Figure 2. Expression levels and subcellular localization of PKM2 in low-grade urothelial lesions induced by activated HRAS.

A. Western blotting of total protein extracts of normal urothelial cells from wild-type mice (6 months of age), simple urothelial hyperplasia (SUH) from 3- and 6-month-old heterozygous Upk2-HRAS^*/WT transgenic mice (abbreviated as HRAS^*/WT), nodular urothelial hyperplasia (NUH) from 12-month-old heterozygous Upk2-HRAS^*/WT transgenic mice and 1-month-old homozygous Upk2-HRAS^*/* transgenic mice, and low-grade papillary urothelial carcinoma (UC) from 3- and 6-month-old homozygous Upk2-HRAS^*/* transgenic mice, using anti-PKM2, anti-phosphotyrosine and anti-actin antibodies. Note the first appearance of PKM2 and phosphorylated PKM2 in nodular urothelial hyperplasia followed by an increased intensity in low-grade UC. The doublet of PKM2 most likely represented the non-phosphorylated and phosphorylated versions of PKM2. B. Immunoprecipitation (IP) using as starting materials total proteins from low-grade papillary UC (as shown in (A), last two lanes), using anti-phosphotyrosine antibody followed by Western blotting using anti-PKM2 antibody. Note the specific identification of the 60-kDa PKM2 (arrow).
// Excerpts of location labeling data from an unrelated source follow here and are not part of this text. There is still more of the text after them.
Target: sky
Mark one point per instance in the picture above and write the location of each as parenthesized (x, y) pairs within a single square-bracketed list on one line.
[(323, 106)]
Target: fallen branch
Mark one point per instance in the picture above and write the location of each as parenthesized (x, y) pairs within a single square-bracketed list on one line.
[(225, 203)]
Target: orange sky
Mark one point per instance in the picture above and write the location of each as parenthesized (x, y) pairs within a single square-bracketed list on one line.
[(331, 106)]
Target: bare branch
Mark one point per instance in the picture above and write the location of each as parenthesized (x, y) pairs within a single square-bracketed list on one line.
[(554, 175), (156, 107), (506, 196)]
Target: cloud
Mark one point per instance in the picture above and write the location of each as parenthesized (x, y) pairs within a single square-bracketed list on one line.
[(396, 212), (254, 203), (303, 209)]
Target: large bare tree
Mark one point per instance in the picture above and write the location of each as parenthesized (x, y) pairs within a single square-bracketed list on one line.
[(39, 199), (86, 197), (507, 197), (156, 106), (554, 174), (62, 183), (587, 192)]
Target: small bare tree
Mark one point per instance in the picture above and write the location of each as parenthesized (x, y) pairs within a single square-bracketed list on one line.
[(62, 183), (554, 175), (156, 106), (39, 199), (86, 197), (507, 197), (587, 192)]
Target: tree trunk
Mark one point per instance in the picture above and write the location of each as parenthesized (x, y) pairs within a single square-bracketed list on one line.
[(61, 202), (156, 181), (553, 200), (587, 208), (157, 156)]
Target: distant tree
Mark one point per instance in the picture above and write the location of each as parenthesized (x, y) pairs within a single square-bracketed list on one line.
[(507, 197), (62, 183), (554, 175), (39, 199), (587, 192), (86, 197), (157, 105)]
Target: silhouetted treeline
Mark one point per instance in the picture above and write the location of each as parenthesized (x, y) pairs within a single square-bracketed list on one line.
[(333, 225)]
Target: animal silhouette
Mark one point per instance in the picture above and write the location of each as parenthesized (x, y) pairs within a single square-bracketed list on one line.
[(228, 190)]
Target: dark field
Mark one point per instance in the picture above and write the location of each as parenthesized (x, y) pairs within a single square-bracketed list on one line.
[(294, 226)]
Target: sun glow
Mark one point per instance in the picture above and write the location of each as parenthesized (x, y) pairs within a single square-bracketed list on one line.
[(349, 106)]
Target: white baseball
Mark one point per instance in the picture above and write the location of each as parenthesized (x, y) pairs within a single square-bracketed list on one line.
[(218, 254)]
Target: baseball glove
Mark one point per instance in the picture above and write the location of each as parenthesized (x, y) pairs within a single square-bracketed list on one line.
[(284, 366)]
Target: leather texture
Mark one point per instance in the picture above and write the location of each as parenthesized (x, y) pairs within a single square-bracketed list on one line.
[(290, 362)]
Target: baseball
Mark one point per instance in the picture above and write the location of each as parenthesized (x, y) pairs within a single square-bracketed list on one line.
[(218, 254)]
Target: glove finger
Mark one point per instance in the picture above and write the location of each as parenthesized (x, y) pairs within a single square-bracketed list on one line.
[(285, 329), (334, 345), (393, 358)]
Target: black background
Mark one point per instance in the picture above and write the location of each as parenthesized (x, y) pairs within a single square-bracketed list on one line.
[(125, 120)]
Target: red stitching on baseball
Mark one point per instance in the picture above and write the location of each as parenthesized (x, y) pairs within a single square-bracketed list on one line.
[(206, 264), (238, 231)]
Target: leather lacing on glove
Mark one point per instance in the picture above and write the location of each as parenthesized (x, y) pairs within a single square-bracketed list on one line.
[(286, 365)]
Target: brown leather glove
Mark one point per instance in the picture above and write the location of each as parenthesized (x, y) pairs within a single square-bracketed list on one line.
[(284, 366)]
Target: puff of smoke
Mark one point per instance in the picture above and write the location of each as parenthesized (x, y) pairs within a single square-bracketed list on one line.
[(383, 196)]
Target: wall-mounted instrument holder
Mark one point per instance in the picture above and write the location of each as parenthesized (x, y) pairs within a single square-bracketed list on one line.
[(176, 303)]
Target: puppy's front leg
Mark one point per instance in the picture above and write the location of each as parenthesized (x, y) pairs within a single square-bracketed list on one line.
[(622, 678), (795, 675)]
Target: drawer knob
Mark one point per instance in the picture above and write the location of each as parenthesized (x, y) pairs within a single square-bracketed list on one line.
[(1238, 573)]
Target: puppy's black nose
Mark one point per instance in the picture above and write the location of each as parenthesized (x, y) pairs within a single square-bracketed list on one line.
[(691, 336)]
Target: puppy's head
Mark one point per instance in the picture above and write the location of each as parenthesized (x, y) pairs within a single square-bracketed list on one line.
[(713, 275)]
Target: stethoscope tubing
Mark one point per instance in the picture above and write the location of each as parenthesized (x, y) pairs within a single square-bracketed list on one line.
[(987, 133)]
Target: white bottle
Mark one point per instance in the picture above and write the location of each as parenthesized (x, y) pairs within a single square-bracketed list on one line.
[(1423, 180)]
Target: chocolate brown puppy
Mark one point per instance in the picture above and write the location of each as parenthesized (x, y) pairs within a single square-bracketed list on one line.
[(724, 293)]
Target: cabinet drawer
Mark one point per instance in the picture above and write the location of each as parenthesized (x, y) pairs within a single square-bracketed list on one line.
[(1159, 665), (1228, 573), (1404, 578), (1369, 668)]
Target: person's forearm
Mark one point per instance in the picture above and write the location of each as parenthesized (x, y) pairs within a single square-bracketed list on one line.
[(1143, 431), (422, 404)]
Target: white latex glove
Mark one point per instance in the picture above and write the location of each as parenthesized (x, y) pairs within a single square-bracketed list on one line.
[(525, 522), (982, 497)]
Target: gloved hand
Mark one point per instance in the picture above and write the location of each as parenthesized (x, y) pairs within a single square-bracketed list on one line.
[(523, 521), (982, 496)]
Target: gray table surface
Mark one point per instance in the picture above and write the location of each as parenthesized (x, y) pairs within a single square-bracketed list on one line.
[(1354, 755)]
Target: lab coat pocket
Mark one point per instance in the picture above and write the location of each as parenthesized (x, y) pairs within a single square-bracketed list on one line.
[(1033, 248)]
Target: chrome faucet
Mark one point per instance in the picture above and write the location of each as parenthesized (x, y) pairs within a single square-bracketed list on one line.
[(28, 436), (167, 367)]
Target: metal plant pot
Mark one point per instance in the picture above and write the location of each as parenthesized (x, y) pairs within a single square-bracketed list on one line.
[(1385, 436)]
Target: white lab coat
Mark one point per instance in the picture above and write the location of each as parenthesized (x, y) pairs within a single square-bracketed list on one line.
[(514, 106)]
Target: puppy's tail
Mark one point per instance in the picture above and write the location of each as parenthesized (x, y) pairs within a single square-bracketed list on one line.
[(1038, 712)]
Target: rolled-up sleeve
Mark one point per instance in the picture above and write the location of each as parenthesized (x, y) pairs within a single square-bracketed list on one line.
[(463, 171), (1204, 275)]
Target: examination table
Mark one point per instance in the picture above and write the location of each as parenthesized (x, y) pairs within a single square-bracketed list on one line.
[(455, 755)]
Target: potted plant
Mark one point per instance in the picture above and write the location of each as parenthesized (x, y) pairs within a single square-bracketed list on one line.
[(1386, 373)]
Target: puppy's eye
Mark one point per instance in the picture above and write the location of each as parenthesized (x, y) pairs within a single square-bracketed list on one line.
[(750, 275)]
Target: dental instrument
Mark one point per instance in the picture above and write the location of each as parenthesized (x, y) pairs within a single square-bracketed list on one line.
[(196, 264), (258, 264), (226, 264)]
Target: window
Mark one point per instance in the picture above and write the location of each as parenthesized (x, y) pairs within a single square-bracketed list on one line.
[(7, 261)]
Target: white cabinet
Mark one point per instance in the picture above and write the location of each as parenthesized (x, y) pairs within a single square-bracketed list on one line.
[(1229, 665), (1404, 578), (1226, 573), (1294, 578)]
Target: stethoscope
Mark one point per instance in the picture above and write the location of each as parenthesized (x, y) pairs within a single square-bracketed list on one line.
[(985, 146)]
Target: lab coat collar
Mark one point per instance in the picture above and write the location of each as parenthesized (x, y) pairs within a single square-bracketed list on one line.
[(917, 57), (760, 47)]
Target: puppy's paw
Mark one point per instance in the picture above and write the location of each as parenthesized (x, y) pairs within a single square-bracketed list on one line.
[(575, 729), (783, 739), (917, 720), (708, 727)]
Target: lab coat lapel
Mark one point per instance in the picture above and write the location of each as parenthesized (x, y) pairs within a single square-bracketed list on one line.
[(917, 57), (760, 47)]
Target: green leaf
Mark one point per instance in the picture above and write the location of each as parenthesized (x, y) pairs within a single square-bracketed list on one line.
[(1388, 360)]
Arrowhead denotes the IgG heavy chain present in the IP product reactive with the secondary antibody during Western blotting. Short horizontal bars denote two of the molecular weight standards (top, 72-kDa; bottom, 55-kDa). C. Immunohistochemistry using anti-PKM2 and anti-phosphotyrosine showed that the expression of PKM2 and p-PKM2 corresponded well with that of the Western blotting and that prominent nuclear staining was present. Magnification of panels in C: 200x.